Here, when the volume is connected to any of the instances, either Windows or Unix, you can write or read on it. First, you can take a screenshot from the volumes with data and build unique volumes with the help of screenshots. Here, each EBS volume can be attached to only a single instance.

33. What are lifecycle hooks in AWS autoscaling?

Lifecycle hooks can be added to the autoscaling group. It enables you to perform custom actions by pausing instances where the autoscaling group terminates and launches them. Every auto-scaling group consists of multiple lifecycle hooks.

34. What is a Hypervisor?

A Hypervisor is a software used to create and run virtual machines. It integrates physical hardware resources into a platform distributed virtually to each user. Hypervisor includes Oracle Virtual Box, Oracle VM for x86, VMware Fusion, VMware Workstation, and Solaris Zones.

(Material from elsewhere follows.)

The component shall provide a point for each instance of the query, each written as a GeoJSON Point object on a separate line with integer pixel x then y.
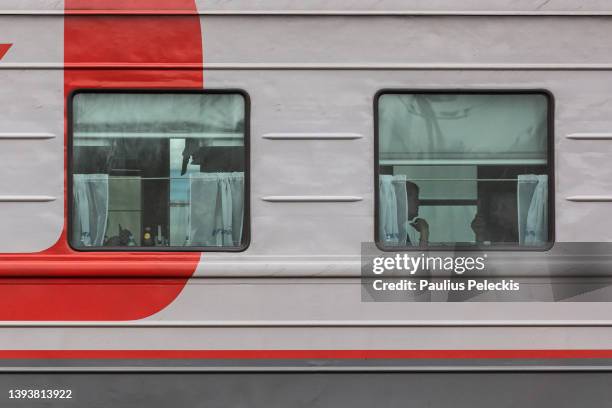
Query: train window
{"type": "Point", "coordinates": [158, 170]}
{"type": "Point", "coordinates": [464, 169]}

35. Explain the role of AWS CloudTrail.

AWS CloudTrail is a service designed for monitoring and auditing actions of API calls. With AWS CloudTrail, the user can monitor and retain account activity connected with actions covering the AWS infrastructure.

36. Explain Amazon Route 53.

Amazon Route 53 is defined as a scalable and highly available Domain Name System (DNS). It is created for the benefit of developers and companies to route end users to internet applications by translating names which is the most reliable and cost-effective process.

37. What are the parameters for S3 pricing?

The following are the parameters for S3 pricing:

  • Transfer acceleration

  • Number of requests you make

  • Storage management

  • Data transfer

  • Storage used

38. Name the different types of instances.

Following are the different types of instances:

  • Memory-optimized

  • Accelerated computing

  • Computer-optimized

  • General-purpose

  • Storage optimize

39. Name the database types in RDS.

The following are the types of databases in RDS:

  • MYSQL server

  • PostgreSQL

  • SQL Server

  • Aurora

  • Oracle

  • MariaDB

40. What is CloudWatch?

Amazon CloudWatch is a metrics repository. It allows you to monitor the complete stack, including applications, infrastructure, and services. You can also use alarms, logs, and event data to take automated actions and reduce the mean time to resolution (MTTR).

41. What are Key-Pairs in AWS?

A key pair consists of a public key and a private key and is the secure login information for your virtual machines. Amazon EC2 stores the public key, and you can have the private key.